Em um primeiro momento, chegou-se a imaginar que esse grupo de fiscais extorquia as construtoras. Porém, no decorrer das apurações, os promotores passaram a desconfiar de tal tese. “Se as empresas se dizem vítimas, elas não agiram como tais”, disse Bodini. Para ele, as construtoras deveriam revelar a fraude, ao invés de pagar os valores pedidos pelos fiscais.

Entre as empresas investigadas estão gigantes da construção civil, como a Brookfield, Tecnisa e Cyrela. A Brookfield é a terceira maior do país e a Cyrela, a sexta. A Tecnisa já esteve entre as grandes construtoras, mas no ano passado amargou prejuízos milionários e saiu do ranking das 100 maiores. As três empresas têm ações na Bolsa de Valores. Há, ainda, o empresas menores como Tarjab e Trisul. Os documentos apreendidos em outubro mostram ainda que até um hospital (o Igesp) e um shopping (o Iguatemi) estariam envolvidos no esquema, conforme o Ministério Público.

 A Brookfield chegou a admitir, em um documento entregue voluntariamente aos promotores, que pagou 4,1 milhões de reais como propina aos representantes da prefeitura paulistana. Por outro lado, alegou ser vítima de extorsão. Procuradas pelo EL PAÍS, as construtoras Tecnisa, Tarjab e Trisul não comentaram a investigação. Anunciaram, apenas, que estão dispostas a colaborar com o Ministério Público. A Cyrela informou que desconhece qualquer irregularidade em seus empreendimentos e que também vai ajudar no trabalho dos promotores. Já o shopping Iguatemi, um dos estabelecimentos frequentados pela clase alta de São Paulo, e o hospital Igesp culparam suas construtoras por eventuais irregularidades, que ambos negam conhecer.

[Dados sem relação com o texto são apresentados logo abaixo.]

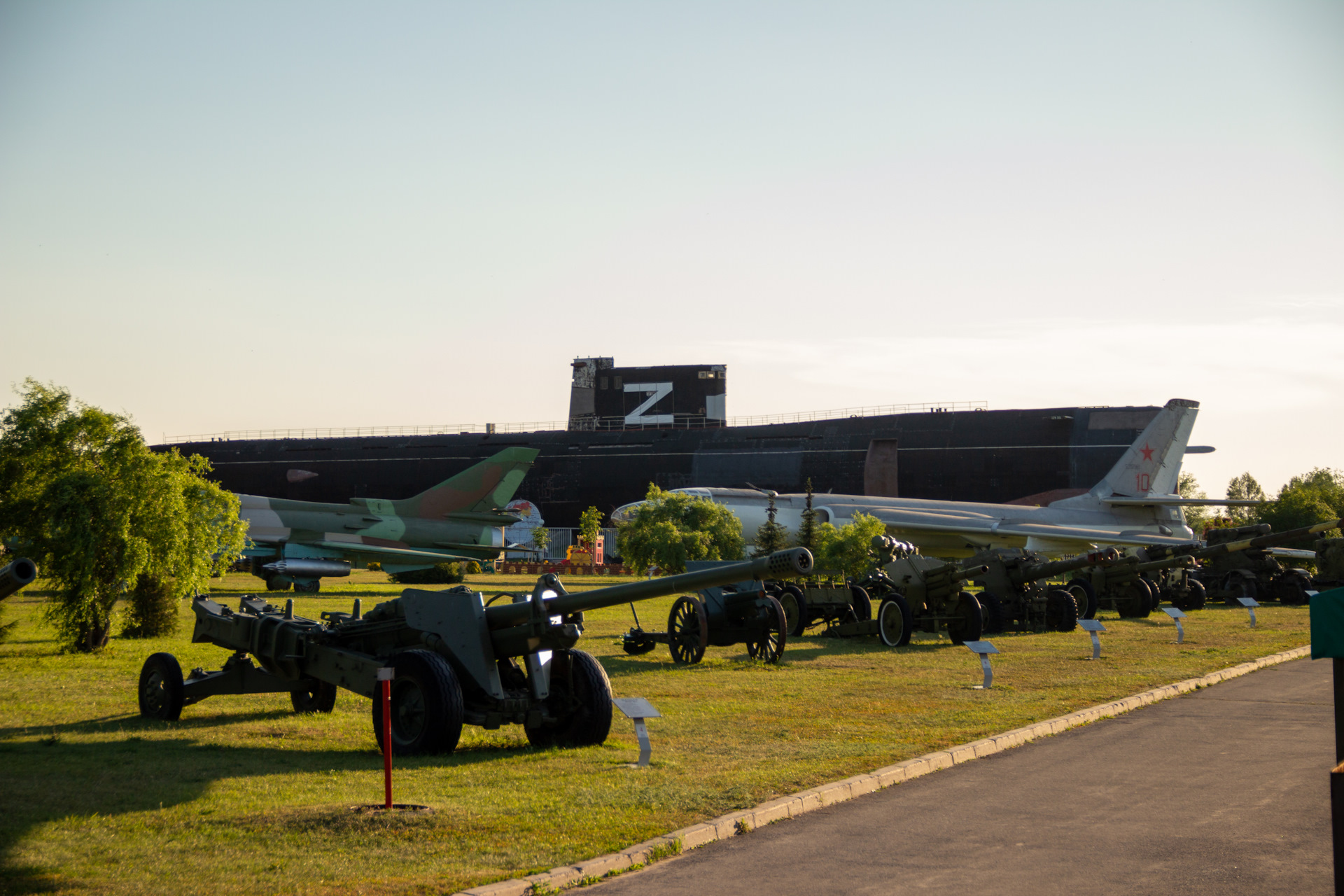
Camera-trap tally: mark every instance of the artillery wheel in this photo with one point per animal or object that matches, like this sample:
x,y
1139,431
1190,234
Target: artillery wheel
x,y
319,697
1133,602
580,701
160,688
769,644
1060,610
426,706
860,602
794,609
995,615
689,630
895,622
638,644
1084,596
969,624
1238,586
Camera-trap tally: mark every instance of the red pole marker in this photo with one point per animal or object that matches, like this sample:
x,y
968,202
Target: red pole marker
x,y
385,679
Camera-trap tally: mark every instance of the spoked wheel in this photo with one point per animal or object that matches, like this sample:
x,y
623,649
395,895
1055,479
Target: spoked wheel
x,y
895,622
969,624
1084,596
1060,612
580,703
860,602
426,706
794,609
160,688
768,644
993,612
319,697
689,630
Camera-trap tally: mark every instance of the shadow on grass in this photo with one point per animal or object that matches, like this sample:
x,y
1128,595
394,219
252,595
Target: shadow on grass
x,y
51,780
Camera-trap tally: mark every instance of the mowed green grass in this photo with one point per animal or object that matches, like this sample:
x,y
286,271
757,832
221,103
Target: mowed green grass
x,y
245,797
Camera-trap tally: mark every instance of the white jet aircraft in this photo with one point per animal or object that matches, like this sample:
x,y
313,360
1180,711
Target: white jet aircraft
x,y
1135,504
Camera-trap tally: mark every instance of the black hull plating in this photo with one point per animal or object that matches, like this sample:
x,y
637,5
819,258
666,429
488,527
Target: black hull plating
x,y
962,456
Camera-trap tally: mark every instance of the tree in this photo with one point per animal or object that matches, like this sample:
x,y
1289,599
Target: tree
x,y
540,538
772,536
670,528
1196,517
808,530
1243,488
590,524
105,517
847,547
1306,500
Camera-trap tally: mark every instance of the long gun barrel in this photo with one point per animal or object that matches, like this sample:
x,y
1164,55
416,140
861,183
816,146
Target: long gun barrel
x,y
17,575
1069,564
777,566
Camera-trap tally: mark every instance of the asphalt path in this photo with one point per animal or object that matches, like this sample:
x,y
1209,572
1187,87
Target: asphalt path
x,y
1224,790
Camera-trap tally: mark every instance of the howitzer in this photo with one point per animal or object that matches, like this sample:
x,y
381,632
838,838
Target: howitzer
x,y
457,659
917,594
746,613
17,575
1016,594
1243,568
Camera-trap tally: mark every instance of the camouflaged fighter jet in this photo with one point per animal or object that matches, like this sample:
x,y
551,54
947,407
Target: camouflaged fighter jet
x,y
460,519
1133,505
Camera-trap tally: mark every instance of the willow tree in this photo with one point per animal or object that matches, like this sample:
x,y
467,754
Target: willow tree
x,y
108,519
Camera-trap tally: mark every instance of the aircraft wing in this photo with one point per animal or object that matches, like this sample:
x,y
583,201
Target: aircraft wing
x,y
987,530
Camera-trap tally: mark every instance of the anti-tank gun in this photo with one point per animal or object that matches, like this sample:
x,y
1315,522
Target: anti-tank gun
x,y
1018,597
456,657
916,594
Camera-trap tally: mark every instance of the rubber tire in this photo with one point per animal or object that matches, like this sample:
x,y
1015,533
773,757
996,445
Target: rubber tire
x,y
1198,596
793,596
1060,610
860,602
996,618
894,606
320,697
1088,602
428,676
971,626
687,647
771,647
575,673
162,688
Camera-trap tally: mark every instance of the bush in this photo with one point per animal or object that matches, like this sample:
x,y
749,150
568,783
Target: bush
x,y
437,574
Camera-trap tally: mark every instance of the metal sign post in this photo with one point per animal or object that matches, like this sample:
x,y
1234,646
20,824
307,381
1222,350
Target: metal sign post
x,y
385,682
1176,617
1250,603
1093,626
638,710
983,649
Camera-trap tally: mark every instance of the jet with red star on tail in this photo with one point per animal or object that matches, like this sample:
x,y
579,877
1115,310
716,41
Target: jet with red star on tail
x,y
1136,504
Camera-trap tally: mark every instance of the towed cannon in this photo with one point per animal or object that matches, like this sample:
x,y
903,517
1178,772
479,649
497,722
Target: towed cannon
x,y
748,612
17,575
1016,594
916,593
456,657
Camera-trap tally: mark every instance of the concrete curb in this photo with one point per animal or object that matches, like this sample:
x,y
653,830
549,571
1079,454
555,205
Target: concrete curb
x,y
794,805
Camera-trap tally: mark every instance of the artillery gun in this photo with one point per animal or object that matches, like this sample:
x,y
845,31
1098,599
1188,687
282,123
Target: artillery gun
x,y
723,615
1018,597
1252,568
916,593
457,659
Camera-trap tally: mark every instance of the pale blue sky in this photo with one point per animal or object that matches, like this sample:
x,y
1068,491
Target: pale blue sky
x,y
249,216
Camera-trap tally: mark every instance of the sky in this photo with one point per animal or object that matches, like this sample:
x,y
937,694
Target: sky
x,y
244,216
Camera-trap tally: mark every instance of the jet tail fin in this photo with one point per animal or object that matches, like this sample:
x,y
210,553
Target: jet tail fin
x,y
1151,466
477,489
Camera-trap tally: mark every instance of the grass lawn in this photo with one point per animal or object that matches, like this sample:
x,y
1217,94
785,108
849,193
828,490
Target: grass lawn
x,y
242,796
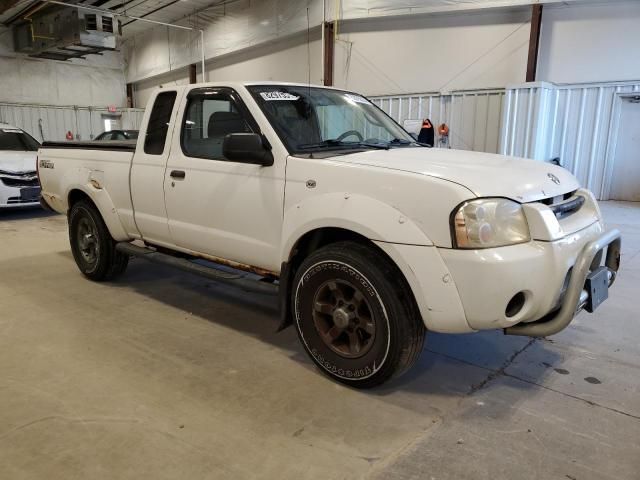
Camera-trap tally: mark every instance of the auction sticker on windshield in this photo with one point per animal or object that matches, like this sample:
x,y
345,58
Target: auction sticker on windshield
x,y
270,96
356,98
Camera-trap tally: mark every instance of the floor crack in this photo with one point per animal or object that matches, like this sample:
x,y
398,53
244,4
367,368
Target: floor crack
x,y
575,397
501,371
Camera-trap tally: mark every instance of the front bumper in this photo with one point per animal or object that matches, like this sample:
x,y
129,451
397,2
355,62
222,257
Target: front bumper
x,y
546,276
576,297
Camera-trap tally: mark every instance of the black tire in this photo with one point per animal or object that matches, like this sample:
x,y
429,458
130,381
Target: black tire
x,y
92,246
365,338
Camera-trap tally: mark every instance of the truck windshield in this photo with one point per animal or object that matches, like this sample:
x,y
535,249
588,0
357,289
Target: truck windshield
x,y
309,119
16,140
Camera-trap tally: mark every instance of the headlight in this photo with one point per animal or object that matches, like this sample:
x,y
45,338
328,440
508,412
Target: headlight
x,y
489,222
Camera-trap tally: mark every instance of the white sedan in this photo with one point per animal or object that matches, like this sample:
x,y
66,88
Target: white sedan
x,y
19,186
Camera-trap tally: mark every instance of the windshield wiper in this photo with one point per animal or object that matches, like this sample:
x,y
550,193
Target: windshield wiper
x,y
399,141
333,143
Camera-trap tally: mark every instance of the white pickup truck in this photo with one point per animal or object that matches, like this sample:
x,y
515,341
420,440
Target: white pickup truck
x,y
371,238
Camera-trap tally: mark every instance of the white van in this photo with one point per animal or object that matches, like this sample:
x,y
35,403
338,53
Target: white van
x,y
19,186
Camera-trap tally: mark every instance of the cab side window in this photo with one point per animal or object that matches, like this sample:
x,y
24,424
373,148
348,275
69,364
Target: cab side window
x,y
208,119
158,125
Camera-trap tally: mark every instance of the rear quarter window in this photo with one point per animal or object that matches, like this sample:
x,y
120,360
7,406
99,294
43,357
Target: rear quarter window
x,y
159,123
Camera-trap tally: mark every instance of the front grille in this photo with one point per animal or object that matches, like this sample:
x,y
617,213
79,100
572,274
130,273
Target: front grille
x,y
19,182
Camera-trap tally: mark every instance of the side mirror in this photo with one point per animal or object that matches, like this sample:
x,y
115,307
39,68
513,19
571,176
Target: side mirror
x,y
246,147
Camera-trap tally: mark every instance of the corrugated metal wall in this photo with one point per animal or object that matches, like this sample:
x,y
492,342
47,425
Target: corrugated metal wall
x,y
84,122
474,117
576,123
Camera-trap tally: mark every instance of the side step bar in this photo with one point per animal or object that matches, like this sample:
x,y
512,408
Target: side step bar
x,y
239,279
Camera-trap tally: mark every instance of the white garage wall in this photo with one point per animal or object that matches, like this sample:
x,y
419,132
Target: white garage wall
x,y
286,59
433,53
576,123
230,27
51,122
474,117
590,43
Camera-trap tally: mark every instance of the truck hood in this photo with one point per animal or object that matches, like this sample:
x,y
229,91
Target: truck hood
x,y
18,162
485,174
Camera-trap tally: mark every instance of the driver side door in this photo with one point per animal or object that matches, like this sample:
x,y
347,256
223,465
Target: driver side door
x,y
216,207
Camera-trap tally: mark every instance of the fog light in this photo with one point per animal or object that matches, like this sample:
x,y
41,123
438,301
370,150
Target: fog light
x,y
515,305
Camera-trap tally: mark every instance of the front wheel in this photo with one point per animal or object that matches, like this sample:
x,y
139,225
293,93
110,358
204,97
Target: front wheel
x,y
355,315
91,244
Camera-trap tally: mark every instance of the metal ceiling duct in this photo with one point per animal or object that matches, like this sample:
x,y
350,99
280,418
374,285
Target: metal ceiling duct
x,y
66,33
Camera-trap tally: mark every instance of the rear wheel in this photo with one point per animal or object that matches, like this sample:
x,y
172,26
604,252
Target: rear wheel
x,y
355,315
91,244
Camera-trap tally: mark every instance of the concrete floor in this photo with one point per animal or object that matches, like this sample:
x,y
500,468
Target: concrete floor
x,y
165,375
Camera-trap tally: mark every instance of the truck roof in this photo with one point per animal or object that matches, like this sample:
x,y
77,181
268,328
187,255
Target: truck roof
x,y
236,84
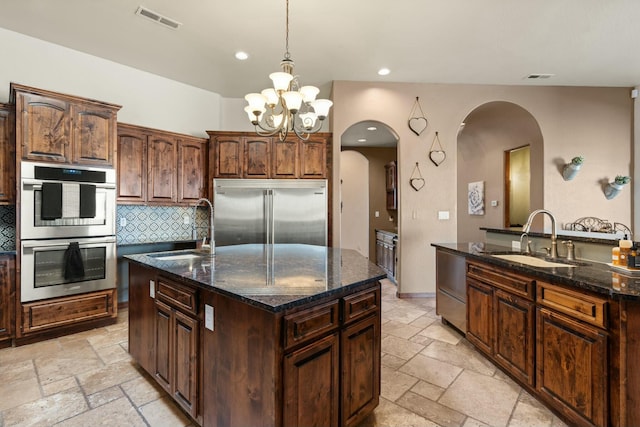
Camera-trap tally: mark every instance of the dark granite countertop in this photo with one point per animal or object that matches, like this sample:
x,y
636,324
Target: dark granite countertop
x,y
587,275
274,277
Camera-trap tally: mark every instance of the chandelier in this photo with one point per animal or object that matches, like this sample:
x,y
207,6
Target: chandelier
x,y
287,107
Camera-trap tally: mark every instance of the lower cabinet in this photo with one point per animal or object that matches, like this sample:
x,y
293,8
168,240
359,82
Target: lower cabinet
x,y
7,299
177,334
555,346
177,355
227,362
311,384
360,349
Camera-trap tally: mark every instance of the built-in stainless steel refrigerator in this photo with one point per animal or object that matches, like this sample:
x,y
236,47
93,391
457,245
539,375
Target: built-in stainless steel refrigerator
x,y
270,211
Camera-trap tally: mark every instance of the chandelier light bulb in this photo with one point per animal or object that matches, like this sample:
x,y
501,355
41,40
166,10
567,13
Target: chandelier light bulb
x,y
271,97
321,107
288,106
309,93
281,80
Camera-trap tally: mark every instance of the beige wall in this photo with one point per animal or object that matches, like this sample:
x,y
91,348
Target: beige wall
x,y
489,131
388,220
593,122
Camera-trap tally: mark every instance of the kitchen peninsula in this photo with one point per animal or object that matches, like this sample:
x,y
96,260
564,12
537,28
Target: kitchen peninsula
x,y
567,331
270,335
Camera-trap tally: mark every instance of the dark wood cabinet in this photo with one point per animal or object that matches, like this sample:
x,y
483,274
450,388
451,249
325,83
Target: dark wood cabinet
x,y
360,360
313,158
7,299
285,158
501,318
142,343
162,155
176,343
132,165
480,315
55,127
391,180
243,155
311,384
7,154
227,362
572,367
159,167
555,345
386,244
514,324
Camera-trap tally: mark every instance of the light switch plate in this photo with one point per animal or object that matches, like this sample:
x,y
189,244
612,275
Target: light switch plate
x,y
443,214
208,317
152,288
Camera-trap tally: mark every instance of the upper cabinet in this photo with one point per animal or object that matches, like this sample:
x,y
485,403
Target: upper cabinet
x,y
7,154
246,155
159,167
391,177
54,127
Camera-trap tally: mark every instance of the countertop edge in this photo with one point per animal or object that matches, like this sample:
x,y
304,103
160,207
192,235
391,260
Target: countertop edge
x,y
591,278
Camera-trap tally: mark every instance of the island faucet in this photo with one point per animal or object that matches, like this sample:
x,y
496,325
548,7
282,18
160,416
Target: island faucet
x,y
554,239
212,243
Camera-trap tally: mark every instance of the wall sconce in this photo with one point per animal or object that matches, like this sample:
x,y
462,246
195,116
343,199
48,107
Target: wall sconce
x,y
570,170
612,189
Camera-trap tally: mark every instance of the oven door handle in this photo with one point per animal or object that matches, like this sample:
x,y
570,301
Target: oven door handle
x,y
40,244
36,184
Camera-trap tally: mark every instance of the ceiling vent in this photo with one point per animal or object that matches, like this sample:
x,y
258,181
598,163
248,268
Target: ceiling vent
x,y
539,76
157,18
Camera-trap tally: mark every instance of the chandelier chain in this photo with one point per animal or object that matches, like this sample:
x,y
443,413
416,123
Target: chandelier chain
x,y
287,55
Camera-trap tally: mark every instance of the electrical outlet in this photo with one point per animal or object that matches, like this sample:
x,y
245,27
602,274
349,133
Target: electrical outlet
x,y
208,317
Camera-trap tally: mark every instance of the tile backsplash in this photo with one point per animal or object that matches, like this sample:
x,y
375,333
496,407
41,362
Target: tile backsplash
x,y
151,224
7,228
144,224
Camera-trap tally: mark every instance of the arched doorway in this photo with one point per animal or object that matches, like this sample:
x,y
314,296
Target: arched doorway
x,y
488,136
377,143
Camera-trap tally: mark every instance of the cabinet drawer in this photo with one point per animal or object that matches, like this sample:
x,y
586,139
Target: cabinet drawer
x,y
588,308
310,323
520,285
177,295
55,312
360,304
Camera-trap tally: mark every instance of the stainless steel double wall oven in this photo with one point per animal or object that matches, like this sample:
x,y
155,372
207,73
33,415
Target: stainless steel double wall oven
x,y
67,230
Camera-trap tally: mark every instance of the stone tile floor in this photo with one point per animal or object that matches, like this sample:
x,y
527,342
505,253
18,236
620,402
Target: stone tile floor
x,y
431,376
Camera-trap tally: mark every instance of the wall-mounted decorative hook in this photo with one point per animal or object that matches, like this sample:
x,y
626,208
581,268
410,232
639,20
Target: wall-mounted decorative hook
x,y
417,124
612,189
570,170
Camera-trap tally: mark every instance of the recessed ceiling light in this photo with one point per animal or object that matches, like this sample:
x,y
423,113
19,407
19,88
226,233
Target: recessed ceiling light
x,y
242,55
539,76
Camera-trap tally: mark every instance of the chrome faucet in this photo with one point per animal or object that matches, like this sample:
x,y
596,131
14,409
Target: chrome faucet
x,y
212,243
554,239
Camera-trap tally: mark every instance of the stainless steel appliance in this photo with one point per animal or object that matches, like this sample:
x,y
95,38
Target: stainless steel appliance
x,y
44,267
71,223
451,296
270,211
67,230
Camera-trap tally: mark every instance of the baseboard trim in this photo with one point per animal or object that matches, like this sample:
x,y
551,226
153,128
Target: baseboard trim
x,y
416,295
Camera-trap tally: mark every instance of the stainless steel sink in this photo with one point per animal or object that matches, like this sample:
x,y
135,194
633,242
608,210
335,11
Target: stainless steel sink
x,y
531,260
176,256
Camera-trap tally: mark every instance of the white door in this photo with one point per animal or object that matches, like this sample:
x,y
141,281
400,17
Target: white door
x,y
354,197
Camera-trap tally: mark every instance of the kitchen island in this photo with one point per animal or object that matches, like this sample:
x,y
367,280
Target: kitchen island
x,y
267,335
567,331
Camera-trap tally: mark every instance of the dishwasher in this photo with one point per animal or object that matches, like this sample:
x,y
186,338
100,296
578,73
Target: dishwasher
x,y
451,289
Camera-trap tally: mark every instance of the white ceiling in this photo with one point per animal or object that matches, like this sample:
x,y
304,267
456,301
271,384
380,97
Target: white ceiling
x,y
581,42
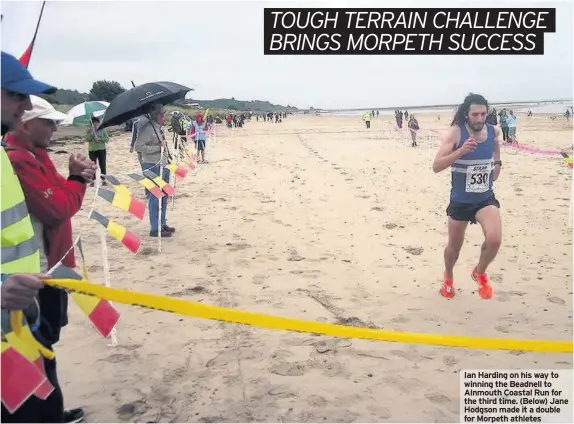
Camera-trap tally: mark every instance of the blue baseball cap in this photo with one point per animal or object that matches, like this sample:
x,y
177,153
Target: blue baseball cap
x,y
17,79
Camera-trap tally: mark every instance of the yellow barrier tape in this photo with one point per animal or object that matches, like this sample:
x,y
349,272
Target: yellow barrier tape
x,y
199,310
25,335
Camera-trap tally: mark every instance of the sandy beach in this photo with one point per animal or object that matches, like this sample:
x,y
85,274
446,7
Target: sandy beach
x,y
318,218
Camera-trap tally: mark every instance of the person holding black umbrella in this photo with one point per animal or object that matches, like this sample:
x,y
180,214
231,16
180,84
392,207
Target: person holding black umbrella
x,y
147,101
152,147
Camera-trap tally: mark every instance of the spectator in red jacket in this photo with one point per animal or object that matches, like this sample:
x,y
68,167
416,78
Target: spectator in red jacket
x,y
52,201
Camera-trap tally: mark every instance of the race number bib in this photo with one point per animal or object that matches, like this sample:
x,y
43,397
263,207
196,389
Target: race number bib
x,y
477,178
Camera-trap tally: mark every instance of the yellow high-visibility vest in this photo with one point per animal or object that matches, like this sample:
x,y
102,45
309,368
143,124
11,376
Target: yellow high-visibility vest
x,y
20,250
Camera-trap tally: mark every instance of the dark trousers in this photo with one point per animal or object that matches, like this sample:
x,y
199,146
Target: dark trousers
x,y
99,156
36,410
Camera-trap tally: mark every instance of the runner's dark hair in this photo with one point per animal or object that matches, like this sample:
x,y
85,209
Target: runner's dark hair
x,y
461,114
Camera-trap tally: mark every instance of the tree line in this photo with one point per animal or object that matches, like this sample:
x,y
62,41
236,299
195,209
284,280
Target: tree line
x,y
108,90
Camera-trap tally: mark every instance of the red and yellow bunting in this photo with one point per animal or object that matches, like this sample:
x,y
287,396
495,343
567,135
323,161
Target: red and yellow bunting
x,y
567,158
20,377
127,238
101,313
165,187
148,184
180,171
124,202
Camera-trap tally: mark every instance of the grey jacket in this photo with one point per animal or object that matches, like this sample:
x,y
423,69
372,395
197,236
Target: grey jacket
x,y
148,143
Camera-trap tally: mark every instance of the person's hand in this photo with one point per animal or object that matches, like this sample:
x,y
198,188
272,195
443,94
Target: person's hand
x,y
468,146
19,290
75,164
89,172
82,166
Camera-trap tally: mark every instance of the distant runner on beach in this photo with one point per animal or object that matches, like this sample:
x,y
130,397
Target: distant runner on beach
x,y
472,150
367,119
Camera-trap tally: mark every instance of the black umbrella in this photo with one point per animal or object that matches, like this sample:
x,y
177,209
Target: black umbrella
x,y
134,102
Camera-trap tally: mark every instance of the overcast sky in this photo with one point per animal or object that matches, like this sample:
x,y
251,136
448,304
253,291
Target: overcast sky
x,y
216,47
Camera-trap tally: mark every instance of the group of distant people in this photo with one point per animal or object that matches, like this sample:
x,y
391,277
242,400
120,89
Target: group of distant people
x,y
507,120
271,116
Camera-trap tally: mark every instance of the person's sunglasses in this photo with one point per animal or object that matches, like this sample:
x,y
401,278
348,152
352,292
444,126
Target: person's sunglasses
x,y
49,122
17,96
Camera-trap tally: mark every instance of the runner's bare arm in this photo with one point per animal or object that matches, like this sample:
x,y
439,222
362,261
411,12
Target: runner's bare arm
x,y
496,154
447,154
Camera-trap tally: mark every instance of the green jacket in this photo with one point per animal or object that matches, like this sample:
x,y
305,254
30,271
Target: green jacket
x,y
94,145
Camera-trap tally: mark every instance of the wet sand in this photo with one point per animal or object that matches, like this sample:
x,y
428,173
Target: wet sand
x,y
318,218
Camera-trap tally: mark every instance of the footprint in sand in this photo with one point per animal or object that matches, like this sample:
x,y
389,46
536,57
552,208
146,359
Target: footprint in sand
x,y
437,398
450,361
131,409
288,369
556,300
413,250
316,401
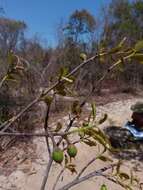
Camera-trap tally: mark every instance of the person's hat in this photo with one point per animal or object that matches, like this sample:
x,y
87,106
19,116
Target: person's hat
x,y
137,107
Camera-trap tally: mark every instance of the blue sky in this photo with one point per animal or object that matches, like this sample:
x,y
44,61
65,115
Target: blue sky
x,y
42,16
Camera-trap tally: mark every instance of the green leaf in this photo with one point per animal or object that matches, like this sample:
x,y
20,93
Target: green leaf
x,y
76,109
123,176
89,142
58,127
71,168
47,99
83,56
103,187
139,46
138,57
60,89
105,158
63,71
103,119
67,79
93,110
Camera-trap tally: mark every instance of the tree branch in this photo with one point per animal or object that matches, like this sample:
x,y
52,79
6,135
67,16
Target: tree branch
x,y
90,175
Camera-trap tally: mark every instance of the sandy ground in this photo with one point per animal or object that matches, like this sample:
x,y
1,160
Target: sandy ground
x,y
29,174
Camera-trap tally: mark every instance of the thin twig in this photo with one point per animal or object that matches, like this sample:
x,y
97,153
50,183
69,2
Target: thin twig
x,y
57,179
46,174
88,164
12,120
84,178
46,129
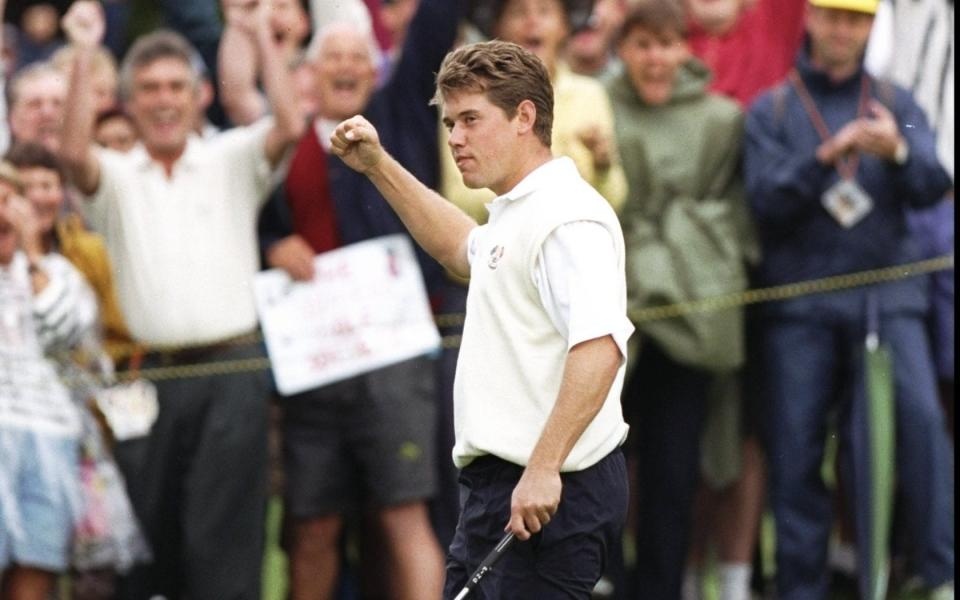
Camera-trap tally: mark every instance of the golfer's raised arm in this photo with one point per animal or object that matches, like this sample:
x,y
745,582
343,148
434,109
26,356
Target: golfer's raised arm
x,y
438,226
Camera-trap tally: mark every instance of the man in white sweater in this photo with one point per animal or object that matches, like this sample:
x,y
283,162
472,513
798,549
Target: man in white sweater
x,y
537,394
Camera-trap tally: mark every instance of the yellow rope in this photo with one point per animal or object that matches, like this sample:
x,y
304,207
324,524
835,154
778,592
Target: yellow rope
x,y
716,303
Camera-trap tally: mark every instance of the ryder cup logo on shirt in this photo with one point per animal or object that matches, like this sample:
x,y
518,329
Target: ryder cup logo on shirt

Até agora, dois dos seis fiscais investigados já admitiram o crime e fizeram um acordo de delação premiada, pelo qual podem ter a pena reduzida se colaborarem com as investigações.

As companhias, porém, não estariam colaborando com a apuração, o que tem incomodado os promotores. Quando a operação que revelou todo o esquema estourou, no fim de outubro, o Ministério Público esperava que as empresas procurassem os promotores e repassassem as informações necessárias para comprovar que esse grupo de fiscais as estava achacando. Com o passar do tempo, perceberam que não teriam essa colaboração. Afinal, essas empresas, como dizem os investigadores, não parecem ser tão vítimas como querem pintar.

O que mudou o rumo dos trabalhos foi a descoberta de uma planilha com detalhes dos valores recebidos. Nesse documento há informações com nomes de 410 empreendimentos em construção, quanto eles deveriam pagar de ISS, quanto pagaram aos auditores, qual valor foi repassado como real imposto e quais construtoras fizeram parte do esquema entre junho de 2010 e outubro de 2011. É nessa tabela que consta o pagamento de 29 milhões de reais em propinas.

Como o esquema teria começado em 2007, segundo a investigação, o rombo aos cofres públicos certamente é maior do que o divulgado até agora.

Com o dinheiro arrecadado, segundo relataram os promotores, os fiscais fizeram fortuna. O patrimônio de cada um deles é estimado em aproximadamente 20 milhões de reais. Algo que seria incompatível para quem tem salários mensais entre 15.000 e 20.000 reais. Alguns deles já foram vistos andando em carros de luxo importado, lanchas de última geração e fazendo voos em aeronaves particulares.

Um dos envolvidos no esquema, o auditor Luís Alexandre Cardoso de Magalhães, chegou a afirmar em entrevista ao Fantástico, programa dominical da Rede Globo, que levava uma vida nababesca. Comprou carros de luxo, lanchas de 500 mil reais e gastava até 8 mil reais por noite com garotas de programa. Quando questionado se teria como devolver o dinheiro, afirmou que teria de pedi-lo de volta para as mulheres com quem saiu.

A expectativa do Ministério Público é de que até fevereiro os dois braços da suposta quadrilha sejam denunciados à Justiça. De um lado, estariam os fiscais Ronilson Bezerra Rodrigues, Luis Alexandre Cardoso Magalhães, Eduardo Horle Barcelos, Carlos Augusto Di Lallo, Amilcar José Cançado e Fábio Remesso. Do outro lado, estão as mais de 30 empresas. Em caso de condenação, cada fiscal e cada representante das construtoras pode pegar de dois a doze anos de cadeia por cada crime cometido.